Il passato è un altro paese. Una recensione di un libro dal futuro.

 

Il passato è un altro paese.

Una recensione di un libro dal futuro.

 

The Past Is Another Country.

A book review from the future.

 

AURELIEN

JUL 17, 2024

 

https://aurelien2022.substack.com/p/the-past-is-another-country

 

 

Nell'ultima settimana ho viaggiato molto e ho avuto poco tempo per scrivere. (È stato veramente detto che l'uomo nasce libero, ma è ovunque in aereo). E la grande notizia di questa settimana è stato l'attentato a Donald Trump sul quale, francamente, non ho nulla di originale da contribuire.

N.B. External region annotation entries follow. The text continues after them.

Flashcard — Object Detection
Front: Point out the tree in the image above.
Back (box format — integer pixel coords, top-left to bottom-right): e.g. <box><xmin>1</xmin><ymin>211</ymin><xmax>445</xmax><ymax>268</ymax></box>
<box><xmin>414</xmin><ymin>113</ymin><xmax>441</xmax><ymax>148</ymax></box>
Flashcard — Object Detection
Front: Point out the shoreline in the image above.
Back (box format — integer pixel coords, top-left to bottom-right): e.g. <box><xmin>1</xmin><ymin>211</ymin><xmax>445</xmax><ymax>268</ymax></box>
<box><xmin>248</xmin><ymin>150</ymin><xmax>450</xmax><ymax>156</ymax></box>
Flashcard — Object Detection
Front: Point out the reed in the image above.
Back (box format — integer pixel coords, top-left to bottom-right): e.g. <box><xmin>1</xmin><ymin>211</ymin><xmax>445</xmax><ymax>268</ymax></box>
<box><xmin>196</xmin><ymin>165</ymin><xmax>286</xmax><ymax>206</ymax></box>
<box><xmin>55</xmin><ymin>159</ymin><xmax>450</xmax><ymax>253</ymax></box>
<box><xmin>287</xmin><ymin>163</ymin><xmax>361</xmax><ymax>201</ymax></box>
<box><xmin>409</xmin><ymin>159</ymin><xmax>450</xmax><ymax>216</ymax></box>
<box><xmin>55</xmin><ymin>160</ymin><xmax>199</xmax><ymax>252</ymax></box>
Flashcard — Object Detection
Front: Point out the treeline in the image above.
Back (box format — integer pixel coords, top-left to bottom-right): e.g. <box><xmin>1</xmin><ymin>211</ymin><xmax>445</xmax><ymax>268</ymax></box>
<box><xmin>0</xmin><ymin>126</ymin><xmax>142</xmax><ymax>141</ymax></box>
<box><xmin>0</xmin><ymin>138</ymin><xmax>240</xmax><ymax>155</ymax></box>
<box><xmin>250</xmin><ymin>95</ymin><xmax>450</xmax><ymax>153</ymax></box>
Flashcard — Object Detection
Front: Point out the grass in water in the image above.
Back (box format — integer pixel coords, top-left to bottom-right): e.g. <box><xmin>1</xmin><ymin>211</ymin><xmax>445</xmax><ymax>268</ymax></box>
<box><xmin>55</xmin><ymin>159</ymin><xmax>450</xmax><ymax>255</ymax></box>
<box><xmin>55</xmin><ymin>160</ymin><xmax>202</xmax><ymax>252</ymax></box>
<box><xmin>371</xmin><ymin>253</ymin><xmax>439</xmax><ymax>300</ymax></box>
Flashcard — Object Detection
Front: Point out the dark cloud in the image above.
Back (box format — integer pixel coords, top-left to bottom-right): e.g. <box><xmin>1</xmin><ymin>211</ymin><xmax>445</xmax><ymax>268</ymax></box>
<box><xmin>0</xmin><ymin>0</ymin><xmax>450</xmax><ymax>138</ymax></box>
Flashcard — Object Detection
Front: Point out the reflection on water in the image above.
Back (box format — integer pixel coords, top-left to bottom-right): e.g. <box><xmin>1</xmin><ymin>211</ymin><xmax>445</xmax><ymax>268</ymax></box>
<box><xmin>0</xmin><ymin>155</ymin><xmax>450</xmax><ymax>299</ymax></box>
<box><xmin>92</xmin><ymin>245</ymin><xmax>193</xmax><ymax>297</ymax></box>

Stavo quindi per produrre delle brevi scuse per l'assenza di un saggio questa settimana quando, inaspettatamente, ho ricevuto un messaggio (come ogni tanto accade) da un mio lontano discendente, che allegava la copia di una breve recensione di un libro di un secolo fa. In mancanza di altro, la riproduco qui. Non sono sicuro di capire tutti i riferimenti, e alcuni dei giudizi contenuti nella recensione (ed evidentemente nel libro) sono forse diversi da quelli che daremmo oggi. Ma i tempi e gli atteggiamenti cambiano. Vedete cosa ne pensate.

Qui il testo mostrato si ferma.